Prof. Dr. Cemal Yıldırım'ın Bilimsel Düşünme Yöntemi (Bilgi: 1997) kitabından kısaltılarak alınmıştır

Önermenin Doğruluğu

Doğruluk, insanın dünyada olup bitenlere yönelik beklenti veya inançlarına; bir nesne, bir olgu ya da olgusal bir ilişkiyi betimleme, açıklama, türünden girişimlerine özgü bir özelliktir. Beklenti veya inançlarımız, olgulara ilişkin betimleme, açıklama ve tahminlerimiz doğru ya da yanlış olabilir.  

Pek çok konuda insanların değişik, dahası birbiriyle bağdaşmaz, inanç veya görüşler taşıdıklarını biliyoruz. Birisi için doğru olan bir sav, bir başkası için yanlış olabilir. Kaldı ki, kimi yanlış inanç veya görüşlerin inatla "doğru" diye savunulduğuna da sıkça rastlamaktayız. Peki bir sav, inanç veya görüşün doğru ya da yanlış olduğunu nasıl saptayabiliriz? Doğruluğun herkes için geçerli bilinen bir ölçütü var mıdır? 

Bu soruya yanıt arayışında her şeyden önce, yukarda da belirttiğimiz gibi, doğruluğun "önerme" dediğimiz sav, kanı veya beklenti içeren tümcelerin bir özelliği olduğunu gözden kaçırmamak gerekir. Ayrıca, doğruluk (veya yanlışlık) önermelerin bir özelliği olmakla birlikte önermede kendiliğinden var olan bir özellik değil, önermenin olgusal dünyayla ilişkisine dayanan bir özelliktir. Bu iki nokta göz önüne alındığında, doğruluğu ne önermede, ne de önermenin ilişkin olduğu olguda değil, ikisi arasındaki ilişkide aramalıyız. İlişki, bire bir karşılaşım anlamında uyuşum gösterdiğinde önermeye "doğru", aykırılık gösterdiğinde önermeye "yanlış" diyoruz. Örneğin, "Dünya yuvarlaktır," önermesi dünya gerçekten yuvarlaksa doğru, değilse yanlıştır. Burada doğruluğu belirleyici olan önerme değil, ilişkin olduğu olgudur. Doğru önerme, ilişkin olduğu olguya denk düşen önermedir. 

ibrahim emrioglu.jpg

Prof.Dr. İbrahim Emiroğlu'nun Ana Hatlarıyla Klasik Mantık (Asa:1999) kitabından kısaltılarak alınmıştır

 
Önermenin Doğruluğunu Belirleme Yöntemleri

Kavramların önermeler için, önermelerin de akıl yürütmeler için bir ön hazırlık olduğunu daha önce belirtmiştik.

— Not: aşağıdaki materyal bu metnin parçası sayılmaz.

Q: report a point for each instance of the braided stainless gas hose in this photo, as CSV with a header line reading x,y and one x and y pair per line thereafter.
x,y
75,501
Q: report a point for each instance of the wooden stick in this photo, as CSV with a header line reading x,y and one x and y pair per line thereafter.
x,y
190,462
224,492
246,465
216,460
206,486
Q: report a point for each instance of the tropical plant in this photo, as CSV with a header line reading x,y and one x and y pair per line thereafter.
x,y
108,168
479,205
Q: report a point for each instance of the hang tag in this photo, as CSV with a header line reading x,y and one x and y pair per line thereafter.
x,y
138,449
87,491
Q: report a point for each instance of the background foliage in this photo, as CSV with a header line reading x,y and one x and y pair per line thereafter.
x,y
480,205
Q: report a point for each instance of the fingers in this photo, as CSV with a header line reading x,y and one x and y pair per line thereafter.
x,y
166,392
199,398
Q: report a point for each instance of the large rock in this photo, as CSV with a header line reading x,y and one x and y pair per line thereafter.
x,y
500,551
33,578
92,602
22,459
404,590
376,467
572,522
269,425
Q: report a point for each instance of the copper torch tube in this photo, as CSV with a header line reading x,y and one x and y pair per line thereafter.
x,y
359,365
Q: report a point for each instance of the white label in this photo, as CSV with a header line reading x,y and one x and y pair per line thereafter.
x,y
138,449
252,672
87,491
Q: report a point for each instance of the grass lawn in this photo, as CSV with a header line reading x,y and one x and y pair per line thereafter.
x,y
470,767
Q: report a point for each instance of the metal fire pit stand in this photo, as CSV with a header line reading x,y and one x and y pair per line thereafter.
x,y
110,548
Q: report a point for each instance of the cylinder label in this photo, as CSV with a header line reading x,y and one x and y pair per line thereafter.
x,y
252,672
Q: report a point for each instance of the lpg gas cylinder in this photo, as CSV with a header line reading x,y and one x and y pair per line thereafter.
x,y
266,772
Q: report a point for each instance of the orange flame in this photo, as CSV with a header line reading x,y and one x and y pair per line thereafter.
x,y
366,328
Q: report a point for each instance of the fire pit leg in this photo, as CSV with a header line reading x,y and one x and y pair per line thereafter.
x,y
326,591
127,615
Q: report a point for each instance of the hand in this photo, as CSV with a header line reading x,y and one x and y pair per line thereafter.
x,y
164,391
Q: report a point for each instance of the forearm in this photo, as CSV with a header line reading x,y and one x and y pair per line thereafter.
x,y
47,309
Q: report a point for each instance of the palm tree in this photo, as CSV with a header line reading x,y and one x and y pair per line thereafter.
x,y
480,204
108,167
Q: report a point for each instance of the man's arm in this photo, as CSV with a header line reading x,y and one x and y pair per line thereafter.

Önermenin doğru ya da yanlış oluşu, öncelikle, ilgili oldukları alanlarla ilgilidir. Biz bir önermenin doğruluğunu şu yollarla ve diğer değişik yöntemlerle tespit edebiliriz. 

  1. Gözlemle: Örneğin, “sınıf kalabalıktır” önermesinin doğruluğunu, yani sınıfın kalabalık olup olmadığını yapacağımız gözlemle sağlayabiliriz.

  2. Deneyle: Meselâ, “Su yüz derecede kaynar”, “Asit yakıcı bir maddedir” önermelerinin doğruluğunu, yapacağımız deneylerle ortaya koruz.

  3. Tecrübe ile: “Köylüler fedakârdır” önermesinin doğruluğunu, onlar hakkındaki şahsi tecrübelerimizle gösterebiliriz.

  4. Matematiksel işlemle: “iki kere beş on eder” gibi bir önermenin doğruluğunu hesap işlemleriyle tespit ederiz.

  5. Rivayet, belge ve vesikalarla: “Enver Paşa komutasındaki ordumuzun büyük bir kısmı Allahüekber Dağlarında donarak ölmüştür" önermesinin doğruluğunu olaya tanık olanların aktarması ile, başka rivayet veya belgelerle kanıtlayabiliriz.

  6. Nass ile: “Müslümanlıkta namaz kılmak farzdır" hükmünün doğruluğunu Kur'ân-ı Kerimin nasslarına veya Hz. Muhammed'in hadislerine başvurarak tespit edebiliriz.